Since most things are not for free, we may reckon that some kind of tradeoff exists. We hence investigate the empirical runtime of the models. More precisely, we consider the average runtime (in milliseconds) per training iteration as shown in Figures 3.13– 3.17. Results on MSE and NNZ-ratio are very close for different decay types. This changes when we consider the runtime. The experimental results on the synthetic data (Figures 3.13 and 3.14) reveal an ordering of decay and model types. In fact, M2 models have the shortest runtime per iteration, followed by the M1 model, followed by M3 models with regular decay, followed by M3 models with inverse decay. In some cases, the runtime difference between sparse M3 models with rational or exponential decay and M1 is below one millisecond.

This result is intuitive if one recalls what kind of computation has to be performed for each model. The asymptotic complexity of M1 and M2 models is equivalent, and since arithmetic which involves many zeros can be carried out faster, sparse M2 models are faster than their dense M1 counterparts. On the other hand, M3 models have to “decode” the natural exponential family parameters at runtime and hence suffer from a computational overhead. Regular decay types assign the coefficient ≈ 0 to parameters which are far from the parameter at time t. Hence, decoding their natural parameters enjoys the same effects which make M2 models faster than M1 models. Inverse decay types assign non-zero weights to almost all preceding parameters and are hence inherently slower than reparametrizations with regular decay. This behavior can be observed in all experiments on synthetic data, no matter if we treat the runtime as a function of the regularization weight, as a function of the redundancy, or as a function of the models depth.
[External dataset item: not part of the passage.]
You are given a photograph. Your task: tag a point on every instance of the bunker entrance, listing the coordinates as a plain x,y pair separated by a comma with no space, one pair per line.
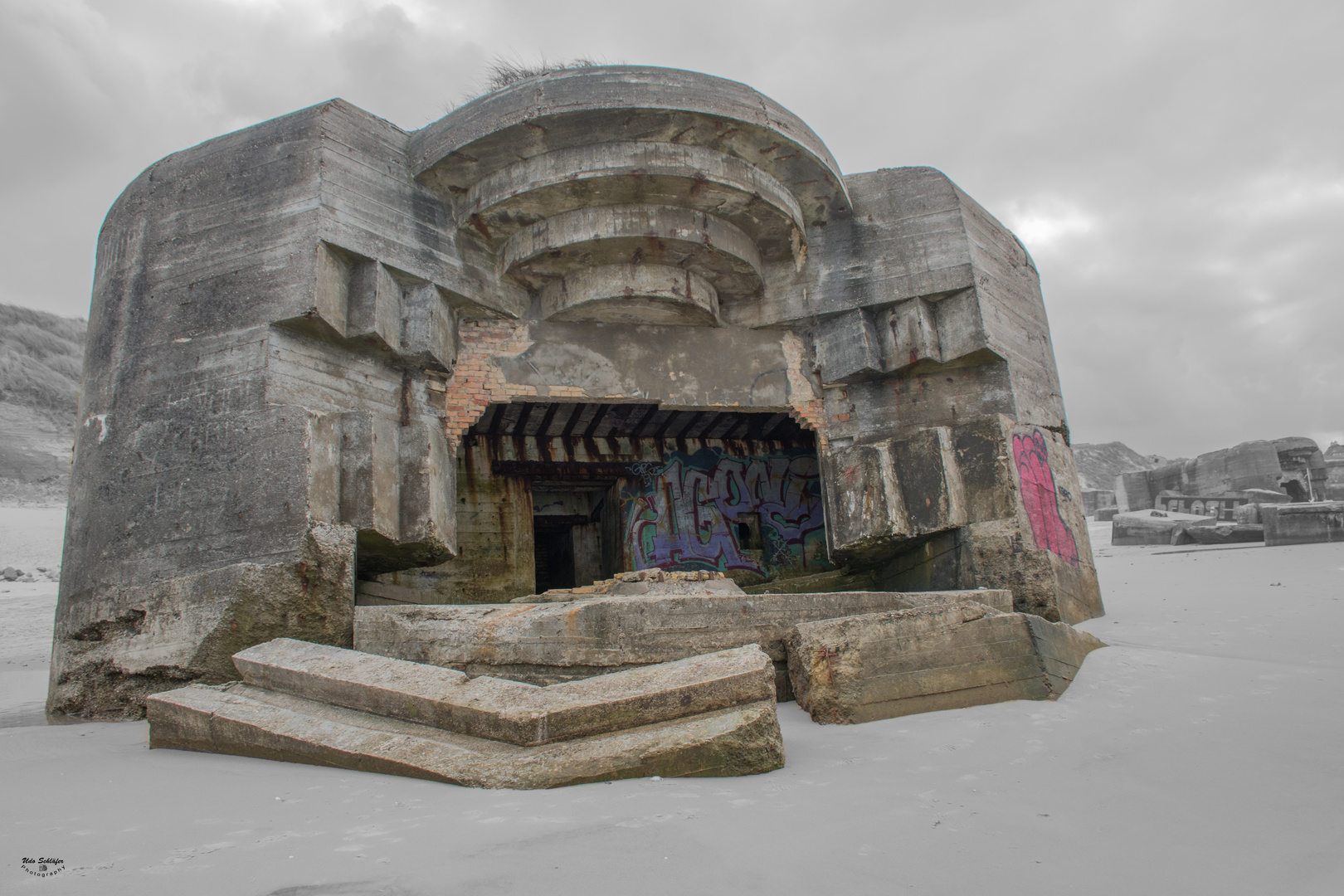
587,490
But in some cases, the order is not preserved, e.g., models with regular decay can sometimes be slower than models with inverse decay. This can be explained with the rather shallow depth of our real-world models (T = 12), since a higher depth implies a larger performance penalty for inverse decay types.

More surprising is that in some cases, M3 models are actually faster than M1 and even M2 models on the real-world data. This signifies that the parameters learned by M3 models may ease the computation of loopy belief propagation in some undiscovered way—at least on our real-world data. However, we cannot preclude the possibility that this behavior is triggered by imperfections in the real-world data which are not present in the synthetic data.

To sum up, the theoretical runtime penalty of M3 models can be observed in our experiments. In many cases, this penalty amounts to a few milliseconds, and in some other cases, the penalty is not existing at all. Our reparametrized models are thus a practical alternative to classic undirected models.